1. Make it something you really want. Don't make it a resolution that you "should" want or what other people tell you to want. It has to fit with your own values.
"Put some thought into it," says Richard O'Connor, author of "Happy at Last: The Thinking Person's Guide to Finding Joy." And avoid knee-jerk New Year's resolutions, he says. "I encourage people not to make cheap resolutions, but to save it for something meaningful."
2. Limit your list to a number you can handle. "It's probably best to make two or three resolutions that you intend to keep," says O'Connor. That way, you're focusing your efforts on the goals you truly want.
3. Be specific. "To be effective, resolutions and goals need to be pretty specific," says O'Connor. Jettison the amorphous "exercise more," in favor of "I'm working out at the gym Monday, Wednesday and Friday at 5:30 p.m."
4. Automate. Automating financial goals can maximize your odds for success without you having to do anything, says Keith Ernst, director of research for the Center for Responsible Lending in Durham, N.C.
If your goal is to save $3,000 this year, calculate the amount out of each check, then arrange to have it automatically deposited into your savings account each time you get paid, says Ernst.
5. Make a plan. Rather than stating one daunting goal, create a series of smaller steps to reach it.
"Have an action plan," O'Connor says. "Figure out exactly what you want to do."

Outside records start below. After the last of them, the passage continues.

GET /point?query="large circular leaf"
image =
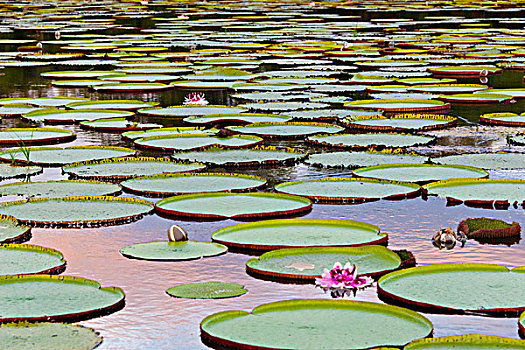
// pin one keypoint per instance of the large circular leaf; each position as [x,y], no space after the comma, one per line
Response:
[329,324]
[296,233]
[309,263]
[75,211]
[233,205]
[44,336]
[55,298]
[349,190]
[128,167]
[207,290]
[172,251]
[484,288]
[23,259]
[173,184]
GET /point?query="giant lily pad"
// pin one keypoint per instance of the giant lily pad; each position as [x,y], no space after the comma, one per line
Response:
[420,173]
[11,231]
[34,136]
[371,140]
[467,342]
[43,336]
[76,211]
[207,290]
[401,122]
[62,188]
[172,251]
[128,167]
[55,156]
[400,106]
[309,263]
[297,233]
[486,160]
[9,171]
[300,323]
[188,142]
[497,192]
[349,190]
[186,111]
[55,298]
[59,116]
[482,285]
[24,259]
[256,156]
[233,205]
[361,159]
[173,184]
[286,130]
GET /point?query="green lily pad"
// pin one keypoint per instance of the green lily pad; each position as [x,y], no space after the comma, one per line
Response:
[61,188]
[77,211]
[56,156]
[309,263]
[11,231]
[188,142]
[401,122]
[298,233]
[24,259]
[485,160]
[420,173]
[207,290]
[55,298]
[503,119]
[44,336]
[299,323]
[467,342]
[237,118]
[286,130]
[233,205]
[111,104]
[371,140]
[186,111]
[172,251]
[59,116]
[174,184]
[400,106]
[479,191]
[256,156]
[34,136]
[482,285]
[349,190]
[128,167]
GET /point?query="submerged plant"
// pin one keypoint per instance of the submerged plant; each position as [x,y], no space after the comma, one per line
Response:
[342,280]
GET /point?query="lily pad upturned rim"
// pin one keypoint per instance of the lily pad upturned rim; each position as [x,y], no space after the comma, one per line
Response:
[127,188]
[93,343]
[81,223]
[306,206]
[73,316]
[55,270]
[253,269]
[67,136]
[250,247]
[68,167]
[427,190]
[24,236]
[446,267]
[185,290]
[415,190]
[296,304]
[359,171]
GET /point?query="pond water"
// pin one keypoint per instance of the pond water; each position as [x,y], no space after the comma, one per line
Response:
[153,319]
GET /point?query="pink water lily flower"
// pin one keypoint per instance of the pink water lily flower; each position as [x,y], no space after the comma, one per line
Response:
[195,98]
[341,280]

If you need immediate rewards, here's a suggestion. "Ask yourself: What are the short-term goodies?" says Susan Wilson, co-author of "Goal Setting: How to Create an Action Plan and Achieve Your Goals."
For example, if you want to exercise regularly and love spending time with your friends, getting the group together to walk regularly could give you a short-term payoff and help you meet the long-term goal, she says.
6. Be prepared to change some habits. One reason that resolutions fail is people don't change the habits that sabotage them, says Rosalene Glickman, author of "Optimal Thinking: How to Be Your Best Self."
One potent approach is to realize that all you ever have is the present moment. So ask what you can do now that will get you closer to your goal, says Glickman.